On the other hand, if the true value is $0.001$ and the computed value is $0.002$, the absolute error is also $0.001$, but the relative error is
$$\frac{0.001}{0.001} = 1$$
which is much worse. This shows why relative error is often more informative.
Error propagation in computation
Errors from floating-point representation do not always stay small. When computations involve many steps, errors can propagate and sometimes grow. This is called error propagation.
Suppose a calculation uses the stored value $\hat{x}$ instead of the exact value $x$. If that result is then used in later steps, new rounding errors may be added. Over time, the final answer may differ noticeably from the exact answer.
For example, consider repeated addition of a tiny number. If a computer adds $0.000001$ many times, each step may involve a rounded value. The total effect can be significant after many operations.
A famous numerical issue is catastrophic cancellation, which happens when two nearly equal numbers are subtracted. If $a$ and $b$ are close, then $a-b$ may lose many correct digits. For instance, if
$$a = 1.234567$$
$$b = 1.234560$$
then the difference is
$$a-b = 0.000007$$
The original numbers share many digits, so subtracting them can reveal only a few meaningful digits and magnify the effect of rounding. This is a major concern in numerical analysis.
Computations are most reliable when algorithms are designed to be numerically stable, meaning they do not amplify small errors too much. Stable algorithms are especially important in science, engineering, and data analysis.
Real-world importance
Floating-point numbers appear everywhere ππ₯π.
- In engineering, they are used to simulate motion, forces, and stress.
- In medicine, they help process signals from scanners and monitors.
- In finance, they are used in models, although exact decimal handling is often preferred for money because rounding errors can matter.
- In graphics and games, they are used to position objects and calculate movement.
- In machine learning, they are used to store large matrices and perform fast calculations.
Because floating-point numbers are approximations, professionals must think carefully about whether a result is accurate enough for the task.
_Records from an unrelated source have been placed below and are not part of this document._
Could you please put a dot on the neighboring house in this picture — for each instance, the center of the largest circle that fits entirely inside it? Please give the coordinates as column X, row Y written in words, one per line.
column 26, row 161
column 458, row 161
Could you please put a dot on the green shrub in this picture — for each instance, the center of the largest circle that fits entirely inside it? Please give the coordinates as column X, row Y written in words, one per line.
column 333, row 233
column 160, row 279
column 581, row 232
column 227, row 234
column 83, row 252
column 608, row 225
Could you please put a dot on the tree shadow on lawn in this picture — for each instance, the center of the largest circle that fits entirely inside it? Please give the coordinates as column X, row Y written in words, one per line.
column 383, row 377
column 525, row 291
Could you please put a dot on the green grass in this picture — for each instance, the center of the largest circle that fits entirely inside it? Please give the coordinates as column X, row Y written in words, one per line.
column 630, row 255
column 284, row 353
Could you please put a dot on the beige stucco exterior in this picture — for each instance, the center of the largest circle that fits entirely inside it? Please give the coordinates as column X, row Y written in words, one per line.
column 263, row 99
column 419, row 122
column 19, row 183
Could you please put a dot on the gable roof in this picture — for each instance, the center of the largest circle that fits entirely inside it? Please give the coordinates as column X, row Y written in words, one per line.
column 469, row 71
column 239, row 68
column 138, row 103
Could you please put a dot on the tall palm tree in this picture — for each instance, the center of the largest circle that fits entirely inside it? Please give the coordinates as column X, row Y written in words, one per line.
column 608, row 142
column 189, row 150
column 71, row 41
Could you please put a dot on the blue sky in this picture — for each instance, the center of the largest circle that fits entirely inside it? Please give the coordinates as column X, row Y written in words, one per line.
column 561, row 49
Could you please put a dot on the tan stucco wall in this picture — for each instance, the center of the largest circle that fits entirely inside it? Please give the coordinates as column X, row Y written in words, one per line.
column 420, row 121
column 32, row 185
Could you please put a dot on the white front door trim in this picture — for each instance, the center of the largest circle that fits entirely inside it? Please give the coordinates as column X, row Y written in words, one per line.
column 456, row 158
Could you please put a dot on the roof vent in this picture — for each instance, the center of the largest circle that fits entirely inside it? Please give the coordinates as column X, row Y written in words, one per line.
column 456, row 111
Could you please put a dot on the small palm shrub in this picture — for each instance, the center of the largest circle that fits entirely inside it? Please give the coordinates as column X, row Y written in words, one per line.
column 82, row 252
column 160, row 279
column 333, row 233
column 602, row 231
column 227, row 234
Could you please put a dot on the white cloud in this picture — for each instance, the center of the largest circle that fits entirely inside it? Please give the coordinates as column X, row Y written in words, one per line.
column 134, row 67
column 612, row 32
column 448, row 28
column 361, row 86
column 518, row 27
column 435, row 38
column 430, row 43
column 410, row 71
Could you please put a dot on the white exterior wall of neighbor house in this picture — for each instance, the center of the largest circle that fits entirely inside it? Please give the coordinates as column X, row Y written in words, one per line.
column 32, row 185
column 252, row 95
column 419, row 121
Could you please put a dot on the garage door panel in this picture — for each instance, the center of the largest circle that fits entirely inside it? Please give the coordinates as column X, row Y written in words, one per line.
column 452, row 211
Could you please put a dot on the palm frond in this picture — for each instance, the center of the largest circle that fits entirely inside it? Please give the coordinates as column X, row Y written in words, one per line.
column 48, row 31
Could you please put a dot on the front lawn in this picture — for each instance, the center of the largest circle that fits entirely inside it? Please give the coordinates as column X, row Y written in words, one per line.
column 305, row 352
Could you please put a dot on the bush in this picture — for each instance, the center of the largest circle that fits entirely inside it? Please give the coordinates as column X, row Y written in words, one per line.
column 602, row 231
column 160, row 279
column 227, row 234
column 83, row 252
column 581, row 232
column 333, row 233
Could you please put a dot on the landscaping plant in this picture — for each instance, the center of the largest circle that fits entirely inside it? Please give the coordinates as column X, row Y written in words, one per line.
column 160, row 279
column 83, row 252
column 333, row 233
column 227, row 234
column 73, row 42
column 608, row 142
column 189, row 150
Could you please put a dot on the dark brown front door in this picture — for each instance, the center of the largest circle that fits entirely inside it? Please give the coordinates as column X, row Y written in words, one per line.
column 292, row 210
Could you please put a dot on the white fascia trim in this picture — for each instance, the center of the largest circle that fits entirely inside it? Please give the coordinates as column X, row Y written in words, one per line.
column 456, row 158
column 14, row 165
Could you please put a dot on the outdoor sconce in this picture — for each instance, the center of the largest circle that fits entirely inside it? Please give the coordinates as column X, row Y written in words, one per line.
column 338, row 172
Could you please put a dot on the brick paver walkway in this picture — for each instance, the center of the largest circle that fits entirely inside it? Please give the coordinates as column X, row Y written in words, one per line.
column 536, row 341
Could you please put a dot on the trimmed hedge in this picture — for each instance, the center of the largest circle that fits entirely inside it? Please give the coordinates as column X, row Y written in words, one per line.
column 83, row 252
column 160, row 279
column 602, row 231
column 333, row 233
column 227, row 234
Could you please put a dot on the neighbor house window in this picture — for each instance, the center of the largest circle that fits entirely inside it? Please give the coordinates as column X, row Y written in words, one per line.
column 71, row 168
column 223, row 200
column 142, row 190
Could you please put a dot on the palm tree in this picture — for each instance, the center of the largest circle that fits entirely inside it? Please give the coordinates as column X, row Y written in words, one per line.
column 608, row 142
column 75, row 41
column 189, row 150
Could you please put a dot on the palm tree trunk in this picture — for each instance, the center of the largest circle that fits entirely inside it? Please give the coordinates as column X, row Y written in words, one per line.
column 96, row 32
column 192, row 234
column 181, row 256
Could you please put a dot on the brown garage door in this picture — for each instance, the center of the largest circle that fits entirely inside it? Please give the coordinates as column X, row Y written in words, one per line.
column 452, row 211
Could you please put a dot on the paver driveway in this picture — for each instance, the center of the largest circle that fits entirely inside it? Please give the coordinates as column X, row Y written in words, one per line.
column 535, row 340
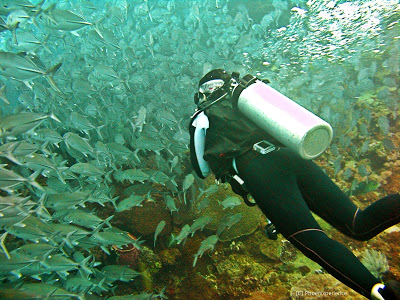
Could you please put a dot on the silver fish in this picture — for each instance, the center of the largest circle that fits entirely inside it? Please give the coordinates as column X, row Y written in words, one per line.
column 12, row 125
column 25, row 67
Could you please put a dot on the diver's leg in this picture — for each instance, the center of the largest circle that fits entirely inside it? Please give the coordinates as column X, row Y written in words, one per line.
column 273, row 184
column 325, row 198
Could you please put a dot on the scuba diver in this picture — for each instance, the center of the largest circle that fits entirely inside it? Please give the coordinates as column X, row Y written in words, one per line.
column 262, row 143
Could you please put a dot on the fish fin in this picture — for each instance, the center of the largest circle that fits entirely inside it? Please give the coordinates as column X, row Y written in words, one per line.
column 3, row 94
column 3, row 246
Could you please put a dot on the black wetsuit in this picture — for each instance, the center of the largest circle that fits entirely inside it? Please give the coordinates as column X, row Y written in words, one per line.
column 287, row 188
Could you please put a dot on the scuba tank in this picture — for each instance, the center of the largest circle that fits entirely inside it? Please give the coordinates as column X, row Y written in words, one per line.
column 288, row 122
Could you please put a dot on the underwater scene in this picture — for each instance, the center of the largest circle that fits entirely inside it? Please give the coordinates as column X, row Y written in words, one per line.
column 98, row 199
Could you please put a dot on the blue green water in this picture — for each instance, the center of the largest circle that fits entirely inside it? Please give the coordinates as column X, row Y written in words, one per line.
column 114, row 115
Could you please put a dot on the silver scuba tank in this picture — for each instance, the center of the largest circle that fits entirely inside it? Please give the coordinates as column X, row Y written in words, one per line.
column 288, row 122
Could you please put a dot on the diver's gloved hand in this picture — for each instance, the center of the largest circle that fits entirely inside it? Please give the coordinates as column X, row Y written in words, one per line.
column 238, row 188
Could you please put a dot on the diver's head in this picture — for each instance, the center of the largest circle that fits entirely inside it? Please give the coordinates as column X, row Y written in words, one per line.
column 210, row 83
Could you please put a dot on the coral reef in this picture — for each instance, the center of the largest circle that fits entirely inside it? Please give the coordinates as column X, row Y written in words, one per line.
column 376, row 262
column 251, row 218
column 322, row 286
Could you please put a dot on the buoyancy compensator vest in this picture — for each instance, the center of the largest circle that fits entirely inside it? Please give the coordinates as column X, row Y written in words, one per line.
column 229, row 135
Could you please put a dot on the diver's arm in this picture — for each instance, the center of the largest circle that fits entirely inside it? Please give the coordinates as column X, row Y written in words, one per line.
column 197, row 145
For example, a tiny rounding error may be harmless in a video game, but unacceptable in a satellite navigation system.
This is why numerical analysis is not only about computing answers. It is also about understanding how those answers are produced and how reliable they are.
Conclusion
Floating-point numbers are the standard way computers represent real numbers, but they are not exact representations of all values. They use a sign, significand, and exponent to store numbers across a wide range, usually in base $2$. Because storage is limited, computers round many values, which causes rounding error, absolute error, and relative error.
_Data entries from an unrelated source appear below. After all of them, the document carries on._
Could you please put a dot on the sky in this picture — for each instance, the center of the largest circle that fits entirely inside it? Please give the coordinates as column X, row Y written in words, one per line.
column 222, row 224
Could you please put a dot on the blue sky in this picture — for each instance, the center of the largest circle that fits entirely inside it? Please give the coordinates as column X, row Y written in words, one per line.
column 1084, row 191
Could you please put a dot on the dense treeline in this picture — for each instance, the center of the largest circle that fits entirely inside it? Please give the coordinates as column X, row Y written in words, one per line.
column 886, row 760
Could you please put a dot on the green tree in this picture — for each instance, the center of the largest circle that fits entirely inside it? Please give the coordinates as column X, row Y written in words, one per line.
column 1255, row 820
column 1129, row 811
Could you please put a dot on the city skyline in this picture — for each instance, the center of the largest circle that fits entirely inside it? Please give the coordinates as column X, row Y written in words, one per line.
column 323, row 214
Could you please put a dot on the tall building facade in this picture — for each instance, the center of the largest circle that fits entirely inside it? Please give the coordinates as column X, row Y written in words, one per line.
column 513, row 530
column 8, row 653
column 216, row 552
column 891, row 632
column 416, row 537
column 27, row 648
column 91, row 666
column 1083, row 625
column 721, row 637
students, understanding floating-point numbers is essential for numerical analysis because it explains why computation can introduce small inaccuracies and how those inaccuracies may spread through a calculation. This knowledge helps you judge the quality of computed results and choose better methods when accuracy matters.
Study Notes
- Floating-point numbers store numbers in a form like $\pm m \times b^e$.
- Computers usually use base $2$, not base $10$.
- Floating-point systems have limited precision, so not every real number can be stored exactly.
- Numbers are rounded to the nearest representable value, or by another rounding rule.
- The difference between an exact value $x$ and a computed value $\hat{x}$ is measured by absolute error $|x-\hat{x}|$.
- Relative error is $\frac{|x-\hat{x}|}{|x|}$ for $x \neq 0$.
- Floating-point arithmetic can cause error propagation when results from one step are used in later steps.
- Catastrophic cancellation can happen when subtracting nearly equal numbers.
- Numerical analysis studies how to measure, control, and reduce these errors.
- Floating-point numbers are essential in real-world computing, but their limitations must always be considered.